L’Efebo d’oro a “Poppie Nongena”. Storia di un pugno chiuso, dall’apartheid a Black Lives Matter
Vincitore dell’Efebo d’Oro 2020, “The long journey of Poppie Nongena”, film drammatico a sfondo biografico di Christiaan Olwagen, dall’omonimo romanzo di Elsa Joubert, che alla sua uscita, nel 1978, diventò un caso gettando luce sulla condizione della comunità di colore durante gli anni della segregazione razziale in Sudafrica. Una pellicola che, a partire dal terribile passato dell’apartheid, vuole essere una riflessione sui nostri tempi …

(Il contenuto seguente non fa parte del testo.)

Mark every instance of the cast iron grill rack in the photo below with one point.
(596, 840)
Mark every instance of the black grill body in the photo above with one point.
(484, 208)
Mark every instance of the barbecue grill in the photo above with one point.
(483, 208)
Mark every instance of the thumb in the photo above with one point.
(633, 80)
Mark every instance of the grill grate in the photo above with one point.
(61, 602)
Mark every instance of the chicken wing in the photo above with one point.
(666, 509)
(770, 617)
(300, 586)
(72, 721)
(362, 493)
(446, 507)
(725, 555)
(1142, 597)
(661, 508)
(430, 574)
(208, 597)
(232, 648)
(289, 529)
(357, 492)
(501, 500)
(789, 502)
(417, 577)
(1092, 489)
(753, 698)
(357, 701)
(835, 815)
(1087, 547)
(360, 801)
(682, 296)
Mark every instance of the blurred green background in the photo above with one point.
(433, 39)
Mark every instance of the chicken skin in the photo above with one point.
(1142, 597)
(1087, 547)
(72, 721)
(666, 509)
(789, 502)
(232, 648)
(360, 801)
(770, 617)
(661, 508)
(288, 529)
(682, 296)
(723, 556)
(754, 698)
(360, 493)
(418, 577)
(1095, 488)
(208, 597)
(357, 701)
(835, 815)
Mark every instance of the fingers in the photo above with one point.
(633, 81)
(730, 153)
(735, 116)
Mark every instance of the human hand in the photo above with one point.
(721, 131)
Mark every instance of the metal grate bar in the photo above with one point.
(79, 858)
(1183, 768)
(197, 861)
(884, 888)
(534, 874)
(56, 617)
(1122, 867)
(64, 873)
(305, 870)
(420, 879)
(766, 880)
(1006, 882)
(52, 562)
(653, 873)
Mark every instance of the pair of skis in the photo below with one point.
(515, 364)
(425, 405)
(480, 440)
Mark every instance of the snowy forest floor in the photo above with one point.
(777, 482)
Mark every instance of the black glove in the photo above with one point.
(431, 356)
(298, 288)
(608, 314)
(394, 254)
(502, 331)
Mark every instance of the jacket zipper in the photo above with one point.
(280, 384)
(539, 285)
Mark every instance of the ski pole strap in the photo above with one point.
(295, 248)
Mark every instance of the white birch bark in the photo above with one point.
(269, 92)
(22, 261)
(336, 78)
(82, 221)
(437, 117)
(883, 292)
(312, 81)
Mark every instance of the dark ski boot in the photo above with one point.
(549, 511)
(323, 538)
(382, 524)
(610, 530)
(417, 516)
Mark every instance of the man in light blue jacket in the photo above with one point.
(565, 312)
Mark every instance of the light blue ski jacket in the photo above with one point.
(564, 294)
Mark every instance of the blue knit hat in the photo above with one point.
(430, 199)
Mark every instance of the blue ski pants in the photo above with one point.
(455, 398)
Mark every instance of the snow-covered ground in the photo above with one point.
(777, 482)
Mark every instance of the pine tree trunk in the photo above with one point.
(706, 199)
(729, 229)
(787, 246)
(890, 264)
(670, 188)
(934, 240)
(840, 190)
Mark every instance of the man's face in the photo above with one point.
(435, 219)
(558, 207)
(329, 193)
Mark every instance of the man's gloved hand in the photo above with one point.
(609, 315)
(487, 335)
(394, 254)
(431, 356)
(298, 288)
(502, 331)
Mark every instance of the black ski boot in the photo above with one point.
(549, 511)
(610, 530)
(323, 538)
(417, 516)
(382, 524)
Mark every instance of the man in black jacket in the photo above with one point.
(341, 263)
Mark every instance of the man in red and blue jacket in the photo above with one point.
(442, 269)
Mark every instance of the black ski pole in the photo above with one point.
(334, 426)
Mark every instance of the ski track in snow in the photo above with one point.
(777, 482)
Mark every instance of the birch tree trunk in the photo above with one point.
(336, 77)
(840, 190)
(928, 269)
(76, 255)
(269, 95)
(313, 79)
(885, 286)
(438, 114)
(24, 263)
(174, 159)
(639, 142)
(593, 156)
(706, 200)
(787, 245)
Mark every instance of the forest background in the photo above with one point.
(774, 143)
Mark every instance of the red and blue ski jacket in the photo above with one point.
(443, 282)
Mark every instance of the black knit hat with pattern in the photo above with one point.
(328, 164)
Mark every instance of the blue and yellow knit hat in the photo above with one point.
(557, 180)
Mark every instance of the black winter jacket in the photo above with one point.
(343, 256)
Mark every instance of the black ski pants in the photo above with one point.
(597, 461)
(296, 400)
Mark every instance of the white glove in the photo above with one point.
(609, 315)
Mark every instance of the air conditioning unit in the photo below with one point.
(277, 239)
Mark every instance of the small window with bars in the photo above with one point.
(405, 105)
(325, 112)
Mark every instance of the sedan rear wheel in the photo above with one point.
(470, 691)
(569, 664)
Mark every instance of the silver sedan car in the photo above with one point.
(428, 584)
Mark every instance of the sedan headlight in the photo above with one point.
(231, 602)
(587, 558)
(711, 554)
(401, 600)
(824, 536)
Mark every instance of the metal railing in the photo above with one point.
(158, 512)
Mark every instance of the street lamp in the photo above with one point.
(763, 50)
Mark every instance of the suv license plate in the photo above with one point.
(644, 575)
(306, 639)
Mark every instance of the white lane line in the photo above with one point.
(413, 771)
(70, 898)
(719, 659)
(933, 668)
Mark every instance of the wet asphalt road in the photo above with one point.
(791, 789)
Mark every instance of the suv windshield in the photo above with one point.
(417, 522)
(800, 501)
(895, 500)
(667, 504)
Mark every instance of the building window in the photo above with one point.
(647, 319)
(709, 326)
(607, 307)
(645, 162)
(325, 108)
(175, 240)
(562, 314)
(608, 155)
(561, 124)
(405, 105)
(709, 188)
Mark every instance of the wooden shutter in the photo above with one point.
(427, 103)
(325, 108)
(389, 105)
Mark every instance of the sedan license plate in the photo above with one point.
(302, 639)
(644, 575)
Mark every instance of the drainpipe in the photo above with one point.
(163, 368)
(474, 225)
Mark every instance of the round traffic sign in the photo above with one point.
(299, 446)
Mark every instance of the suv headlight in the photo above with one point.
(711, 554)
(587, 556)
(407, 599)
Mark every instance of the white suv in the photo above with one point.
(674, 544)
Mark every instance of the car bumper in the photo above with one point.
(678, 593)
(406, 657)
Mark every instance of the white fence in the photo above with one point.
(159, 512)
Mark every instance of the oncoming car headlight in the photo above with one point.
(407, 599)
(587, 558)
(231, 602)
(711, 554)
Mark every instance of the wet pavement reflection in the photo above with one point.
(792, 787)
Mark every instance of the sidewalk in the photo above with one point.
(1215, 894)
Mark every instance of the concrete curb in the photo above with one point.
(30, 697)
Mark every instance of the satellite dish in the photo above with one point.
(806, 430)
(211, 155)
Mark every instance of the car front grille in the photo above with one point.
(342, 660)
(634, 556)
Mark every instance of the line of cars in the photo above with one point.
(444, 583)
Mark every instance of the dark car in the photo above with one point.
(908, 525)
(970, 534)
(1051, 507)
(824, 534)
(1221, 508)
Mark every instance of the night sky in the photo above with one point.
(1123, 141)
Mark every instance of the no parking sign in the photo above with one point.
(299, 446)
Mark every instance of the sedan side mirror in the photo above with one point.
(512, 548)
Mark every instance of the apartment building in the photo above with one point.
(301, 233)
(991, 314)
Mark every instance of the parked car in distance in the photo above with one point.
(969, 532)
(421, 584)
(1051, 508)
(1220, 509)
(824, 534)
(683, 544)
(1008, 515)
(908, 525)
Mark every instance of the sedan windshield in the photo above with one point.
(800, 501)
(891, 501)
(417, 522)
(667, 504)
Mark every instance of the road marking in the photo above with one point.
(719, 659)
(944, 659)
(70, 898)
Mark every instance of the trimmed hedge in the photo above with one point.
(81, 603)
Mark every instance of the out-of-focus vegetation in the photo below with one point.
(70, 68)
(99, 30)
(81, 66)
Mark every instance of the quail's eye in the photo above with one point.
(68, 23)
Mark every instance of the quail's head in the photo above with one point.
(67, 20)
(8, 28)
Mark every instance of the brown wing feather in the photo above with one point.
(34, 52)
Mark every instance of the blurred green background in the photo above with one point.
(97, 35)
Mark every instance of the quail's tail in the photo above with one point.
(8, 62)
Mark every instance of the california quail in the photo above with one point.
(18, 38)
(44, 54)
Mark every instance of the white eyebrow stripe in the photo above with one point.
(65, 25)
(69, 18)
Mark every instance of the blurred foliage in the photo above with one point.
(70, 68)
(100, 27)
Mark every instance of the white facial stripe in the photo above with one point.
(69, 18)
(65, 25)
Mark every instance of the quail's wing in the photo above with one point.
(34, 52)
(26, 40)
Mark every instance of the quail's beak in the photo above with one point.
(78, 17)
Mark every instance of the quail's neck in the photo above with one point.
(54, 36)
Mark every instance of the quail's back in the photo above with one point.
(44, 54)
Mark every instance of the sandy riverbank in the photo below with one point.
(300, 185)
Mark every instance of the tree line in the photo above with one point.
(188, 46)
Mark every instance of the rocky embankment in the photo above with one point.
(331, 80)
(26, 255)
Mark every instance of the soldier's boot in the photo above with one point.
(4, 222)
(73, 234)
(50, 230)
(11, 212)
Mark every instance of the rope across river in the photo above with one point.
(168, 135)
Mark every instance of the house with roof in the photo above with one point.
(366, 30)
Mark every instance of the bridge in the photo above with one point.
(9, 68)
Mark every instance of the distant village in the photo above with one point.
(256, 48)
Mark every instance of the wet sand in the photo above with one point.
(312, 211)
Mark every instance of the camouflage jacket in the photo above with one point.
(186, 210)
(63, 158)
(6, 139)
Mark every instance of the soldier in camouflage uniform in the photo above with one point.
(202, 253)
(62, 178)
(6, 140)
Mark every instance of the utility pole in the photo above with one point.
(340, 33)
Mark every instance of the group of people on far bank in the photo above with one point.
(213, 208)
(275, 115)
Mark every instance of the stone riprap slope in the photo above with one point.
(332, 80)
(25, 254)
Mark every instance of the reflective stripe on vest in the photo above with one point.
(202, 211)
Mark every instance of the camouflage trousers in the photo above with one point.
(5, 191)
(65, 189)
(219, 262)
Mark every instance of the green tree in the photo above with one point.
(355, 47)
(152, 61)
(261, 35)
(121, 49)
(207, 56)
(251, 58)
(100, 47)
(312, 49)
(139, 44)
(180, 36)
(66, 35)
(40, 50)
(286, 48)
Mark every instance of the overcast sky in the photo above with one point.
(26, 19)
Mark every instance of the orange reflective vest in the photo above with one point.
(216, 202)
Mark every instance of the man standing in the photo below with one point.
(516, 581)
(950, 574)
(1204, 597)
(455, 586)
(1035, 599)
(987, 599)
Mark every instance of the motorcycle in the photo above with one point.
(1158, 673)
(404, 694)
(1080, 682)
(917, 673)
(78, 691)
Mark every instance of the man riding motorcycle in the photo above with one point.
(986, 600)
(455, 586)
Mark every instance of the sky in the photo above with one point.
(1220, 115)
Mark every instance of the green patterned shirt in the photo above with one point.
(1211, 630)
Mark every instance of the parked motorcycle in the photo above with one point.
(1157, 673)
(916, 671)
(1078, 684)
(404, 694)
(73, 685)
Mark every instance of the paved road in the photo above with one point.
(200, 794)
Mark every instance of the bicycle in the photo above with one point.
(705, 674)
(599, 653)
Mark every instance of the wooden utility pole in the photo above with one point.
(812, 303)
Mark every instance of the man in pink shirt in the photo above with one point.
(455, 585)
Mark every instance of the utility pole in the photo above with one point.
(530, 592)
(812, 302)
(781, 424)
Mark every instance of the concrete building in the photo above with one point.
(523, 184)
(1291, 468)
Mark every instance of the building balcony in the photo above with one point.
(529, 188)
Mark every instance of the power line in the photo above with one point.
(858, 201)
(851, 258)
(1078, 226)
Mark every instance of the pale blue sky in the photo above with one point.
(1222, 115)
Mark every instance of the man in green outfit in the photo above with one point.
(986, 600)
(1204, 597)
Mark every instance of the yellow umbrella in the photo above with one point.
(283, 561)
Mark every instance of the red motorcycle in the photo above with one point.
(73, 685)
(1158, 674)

“Un inno alla libertà di pensiero, alla centralità del ruolo della donna e sulla concretezza delle idee”. Questa è la motivazione con la quale l’Efebo d’oro è stato assegnato a The Long Journey of Poppie Nongena di Christiaan Olwagen, film drammatico a sfondo biografico, tratto dall’omonimo libro della scrittrice Elsa Joubert (Il lungo viaggio di Poppie Nongena, Giunti Editore, 1998), che ripercorre le ingiustizie subite e affrontate da una domestica di colore durante gli anni della segregazione razziale in Sudafrica.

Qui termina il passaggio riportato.